Coren countered that O'Neill should be given the opportunity to present his case at trial.

"All we want here is the opportunity to connect the dots," Coren said.

Those dots, he said, include depositions of bank employees and internal documents that show that, in spring 2008, bank officials - responding to a directive by parent company Royal Bank of Scotland to "reduce existing exposures" and "curtail new business originations" - decided that they would not provide financing for the vertical phase of Uptown Worthington.

Yet, Coren argued in court Monday, the bank deliberately encouraged O'Neill to enter into contracts with prospective tenants for Uptown Worthington, knowing he would not be able to meet conditions of those contracts - such as move-in dates - without vertical-phase financing.

He said the bank encouraged O'Neill to spend $40 million to continue developing the massive former Worthington Steel site along Routes 202 and 29 so Citizens would have more leverage when it foreclosed on the property.

Coren also has alleged that the bank - which over the years had provided O'Neill with more than $180 million for various projects - had plans to "steal" the Uptown Worthington development from O'Neill and establish a partnership agreement with a Rhode Island developer, also a substantial Citizens Bank customer, to finish it.

"They were dishonest and deceitful, not only to Mr.
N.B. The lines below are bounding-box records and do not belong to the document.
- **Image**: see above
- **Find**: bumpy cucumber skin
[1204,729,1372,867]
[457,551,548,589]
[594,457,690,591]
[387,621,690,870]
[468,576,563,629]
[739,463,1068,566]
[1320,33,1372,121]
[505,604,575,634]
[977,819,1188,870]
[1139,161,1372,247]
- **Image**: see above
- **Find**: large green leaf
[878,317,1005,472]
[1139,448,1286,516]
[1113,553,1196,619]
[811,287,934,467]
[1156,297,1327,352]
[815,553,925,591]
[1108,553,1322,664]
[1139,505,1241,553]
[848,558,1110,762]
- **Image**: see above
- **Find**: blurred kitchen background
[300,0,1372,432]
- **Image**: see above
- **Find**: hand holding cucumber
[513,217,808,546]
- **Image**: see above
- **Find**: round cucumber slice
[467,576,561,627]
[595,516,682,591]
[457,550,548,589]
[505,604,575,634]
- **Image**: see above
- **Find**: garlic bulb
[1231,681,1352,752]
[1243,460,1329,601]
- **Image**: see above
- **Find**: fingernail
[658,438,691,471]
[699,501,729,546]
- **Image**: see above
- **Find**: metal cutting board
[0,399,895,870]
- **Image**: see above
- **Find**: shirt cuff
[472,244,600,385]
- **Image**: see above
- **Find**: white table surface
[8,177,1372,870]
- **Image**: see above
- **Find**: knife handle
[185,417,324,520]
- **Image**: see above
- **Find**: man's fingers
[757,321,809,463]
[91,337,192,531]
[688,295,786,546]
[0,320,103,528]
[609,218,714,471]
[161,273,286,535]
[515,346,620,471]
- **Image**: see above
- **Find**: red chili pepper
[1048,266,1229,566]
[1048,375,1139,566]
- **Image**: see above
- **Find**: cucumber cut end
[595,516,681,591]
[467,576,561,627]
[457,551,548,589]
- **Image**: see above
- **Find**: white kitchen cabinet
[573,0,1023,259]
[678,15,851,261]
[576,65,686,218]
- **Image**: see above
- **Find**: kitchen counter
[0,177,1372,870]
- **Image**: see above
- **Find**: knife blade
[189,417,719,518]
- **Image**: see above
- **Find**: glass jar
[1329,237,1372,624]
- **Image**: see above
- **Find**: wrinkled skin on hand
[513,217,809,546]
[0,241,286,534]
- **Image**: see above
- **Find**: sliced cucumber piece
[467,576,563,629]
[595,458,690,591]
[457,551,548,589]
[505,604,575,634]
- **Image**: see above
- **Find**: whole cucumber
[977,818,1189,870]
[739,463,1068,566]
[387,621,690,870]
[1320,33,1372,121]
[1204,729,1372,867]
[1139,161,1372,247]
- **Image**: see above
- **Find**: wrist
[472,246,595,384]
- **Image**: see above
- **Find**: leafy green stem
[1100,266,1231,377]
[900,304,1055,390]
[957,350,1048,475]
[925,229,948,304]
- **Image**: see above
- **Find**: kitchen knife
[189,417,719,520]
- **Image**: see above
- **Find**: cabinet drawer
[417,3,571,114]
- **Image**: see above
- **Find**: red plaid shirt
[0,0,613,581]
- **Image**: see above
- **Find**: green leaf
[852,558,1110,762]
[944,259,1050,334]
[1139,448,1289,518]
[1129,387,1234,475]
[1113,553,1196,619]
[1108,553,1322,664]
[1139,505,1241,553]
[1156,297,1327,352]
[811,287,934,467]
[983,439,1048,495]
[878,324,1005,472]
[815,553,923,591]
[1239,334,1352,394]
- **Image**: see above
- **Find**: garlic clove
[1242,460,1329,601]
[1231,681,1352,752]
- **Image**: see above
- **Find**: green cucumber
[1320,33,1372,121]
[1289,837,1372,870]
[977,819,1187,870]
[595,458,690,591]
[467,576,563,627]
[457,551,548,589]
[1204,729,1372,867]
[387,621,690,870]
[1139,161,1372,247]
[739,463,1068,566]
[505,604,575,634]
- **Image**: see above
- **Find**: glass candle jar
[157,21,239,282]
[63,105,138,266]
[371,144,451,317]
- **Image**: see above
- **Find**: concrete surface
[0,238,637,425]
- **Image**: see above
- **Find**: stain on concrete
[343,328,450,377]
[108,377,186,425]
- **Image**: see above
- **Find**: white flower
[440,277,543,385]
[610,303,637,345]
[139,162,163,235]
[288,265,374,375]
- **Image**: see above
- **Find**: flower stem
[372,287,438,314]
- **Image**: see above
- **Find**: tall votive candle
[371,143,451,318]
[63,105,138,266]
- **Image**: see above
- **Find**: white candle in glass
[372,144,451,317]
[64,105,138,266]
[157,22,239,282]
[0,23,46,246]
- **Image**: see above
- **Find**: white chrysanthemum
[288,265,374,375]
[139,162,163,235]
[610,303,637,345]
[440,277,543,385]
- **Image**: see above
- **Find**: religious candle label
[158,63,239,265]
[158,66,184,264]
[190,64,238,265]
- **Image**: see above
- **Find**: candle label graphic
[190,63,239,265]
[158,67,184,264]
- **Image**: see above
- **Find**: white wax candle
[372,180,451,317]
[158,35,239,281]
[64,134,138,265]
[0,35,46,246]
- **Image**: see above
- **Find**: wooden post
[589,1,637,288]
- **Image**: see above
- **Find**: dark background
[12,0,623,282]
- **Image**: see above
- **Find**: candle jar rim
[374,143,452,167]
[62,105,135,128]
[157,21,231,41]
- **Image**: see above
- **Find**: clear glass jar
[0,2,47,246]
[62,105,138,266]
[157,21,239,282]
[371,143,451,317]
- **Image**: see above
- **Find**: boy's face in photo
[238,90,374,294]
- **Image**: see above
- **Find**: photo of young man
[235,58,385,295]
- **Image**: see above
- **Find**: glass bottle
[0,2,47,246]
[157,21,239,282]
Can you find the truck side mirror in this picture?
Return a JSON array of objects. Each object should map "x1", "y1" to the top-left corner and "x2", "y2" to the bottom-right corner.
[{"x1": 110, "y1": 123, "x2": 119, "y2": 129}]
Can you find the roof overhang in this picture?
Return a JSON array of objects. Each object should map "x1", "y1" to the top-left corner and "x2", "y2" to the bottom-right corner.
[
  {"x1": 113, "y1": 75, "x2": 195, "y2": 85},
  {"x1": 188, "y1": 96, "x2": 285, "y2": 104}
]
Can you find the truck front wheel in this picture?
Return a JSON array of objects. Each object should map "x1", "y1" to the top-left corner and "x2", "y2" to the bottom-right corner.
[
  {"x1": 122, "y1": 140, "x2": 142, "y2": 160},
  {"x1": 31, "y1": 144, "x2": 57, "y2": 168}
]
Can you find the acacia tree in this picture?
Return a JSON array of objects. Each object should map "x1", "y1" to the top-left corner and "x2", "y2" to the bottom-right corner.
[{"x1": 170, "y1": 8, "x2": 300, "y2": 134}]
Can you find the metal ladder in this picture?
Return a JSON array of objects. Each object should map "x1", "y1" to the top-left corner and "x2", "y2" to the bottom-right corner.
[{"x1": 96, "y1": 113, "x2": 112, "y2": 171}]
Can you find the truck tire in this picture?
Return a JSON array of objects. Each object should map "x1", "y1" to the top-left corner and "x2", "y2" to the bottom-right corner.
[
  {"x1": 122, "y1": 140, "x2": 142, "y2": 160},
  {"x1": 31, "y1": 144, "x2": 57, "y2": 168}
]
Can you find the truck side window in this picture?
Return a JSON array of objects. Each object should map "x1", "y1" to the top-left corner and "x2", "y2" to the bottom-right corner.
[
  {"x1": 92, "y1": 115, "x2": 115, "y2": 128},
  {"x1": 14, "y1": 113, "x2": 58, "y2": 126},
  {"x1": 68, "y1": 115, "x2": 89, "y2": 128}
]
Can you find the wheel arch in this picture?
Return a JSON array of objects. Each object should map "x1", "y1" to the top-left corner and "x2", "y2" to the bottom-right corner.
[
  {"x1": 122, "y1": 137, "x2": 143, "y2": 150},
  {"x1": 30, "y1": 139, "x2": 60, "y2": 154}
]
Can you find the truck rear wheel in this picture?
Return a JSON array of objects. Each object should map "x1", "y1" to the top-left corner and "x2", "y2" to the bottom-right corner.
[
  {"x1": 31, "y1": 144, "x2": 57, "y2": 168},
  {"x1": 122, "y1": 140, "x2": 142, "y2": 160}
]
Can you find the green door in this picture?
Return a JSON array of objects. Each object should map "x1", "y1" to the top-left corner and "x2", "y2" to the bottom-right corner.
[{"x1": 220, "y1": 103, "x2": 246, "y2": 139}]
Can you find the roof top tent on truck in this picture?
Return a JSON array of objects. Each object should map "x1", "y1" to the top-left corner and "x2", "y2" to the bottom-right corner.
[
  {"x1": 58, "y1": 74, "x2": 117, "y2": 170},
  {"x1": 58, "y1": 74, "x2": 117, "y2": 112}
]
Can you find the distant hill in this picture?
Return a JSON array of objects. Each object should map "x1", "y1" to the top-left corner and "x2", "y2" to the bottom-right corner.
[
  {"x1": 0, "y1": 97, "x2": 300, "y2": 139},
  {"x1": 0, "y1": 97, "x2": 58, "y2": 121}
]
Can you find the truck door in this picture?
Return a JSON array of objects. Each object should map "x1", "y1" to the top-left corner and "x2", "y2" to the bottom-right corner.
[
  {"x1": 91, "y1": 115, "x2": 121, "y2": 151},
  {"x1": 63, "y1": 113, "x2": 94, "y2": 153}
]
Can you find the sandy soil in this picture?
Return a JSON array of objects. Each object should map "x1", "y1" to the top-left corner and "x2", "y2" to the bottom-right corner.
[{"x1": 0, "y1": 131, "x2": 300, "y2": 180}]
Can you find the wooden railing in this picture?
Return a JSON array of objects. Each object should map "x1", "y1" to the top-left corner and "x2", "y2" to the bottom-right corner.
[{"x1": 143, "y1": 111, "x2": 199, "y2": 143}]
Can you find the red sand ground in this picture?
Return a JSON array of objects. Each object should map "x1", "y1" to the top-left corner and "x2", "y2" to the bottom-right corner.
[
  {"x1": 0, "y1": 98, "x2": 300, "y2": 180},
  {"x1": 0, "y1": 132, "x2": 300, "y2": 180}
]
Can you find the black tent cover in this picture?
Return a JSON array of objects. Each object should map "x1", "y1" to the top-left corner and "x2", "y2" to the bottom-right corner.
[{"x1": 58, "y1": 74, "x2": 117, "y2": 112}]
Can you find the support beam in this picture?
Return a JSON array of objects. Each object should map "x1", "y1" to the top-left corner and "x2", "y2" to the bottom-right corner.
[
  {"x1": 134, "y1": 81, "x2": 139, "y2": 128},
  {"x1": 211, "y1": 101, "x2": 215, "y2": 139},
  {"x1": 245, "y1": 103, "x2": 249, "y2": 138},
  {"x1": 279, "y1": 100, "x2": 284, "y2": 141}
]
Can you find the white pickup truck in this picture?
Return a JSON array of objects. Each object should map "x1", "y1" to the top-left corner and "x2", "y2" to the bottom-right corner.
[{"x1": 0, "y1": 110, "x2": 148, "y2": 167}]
O'Neill, but other participants in the project," including other banks O'Neill was trying to line up to participate in the vertical-phase financing, Coren said.

Heim said that Citizens Bank had no written agreements with O'Neill for vertical-phase financing for Uptown Worthington, and that O'Neill's inability to provide any evidence to the contrary "undercuts every one" of his claims against the bank.

After the hearing, Heim said he was not able to comment on whether Citizens would be interested in partnering with O'Neill on completing Worthington, as the judge suggested.

"I'm always hopeful that business people can work things out," Heim said. "But I don't think it helps to work things out by accusing people of fraud."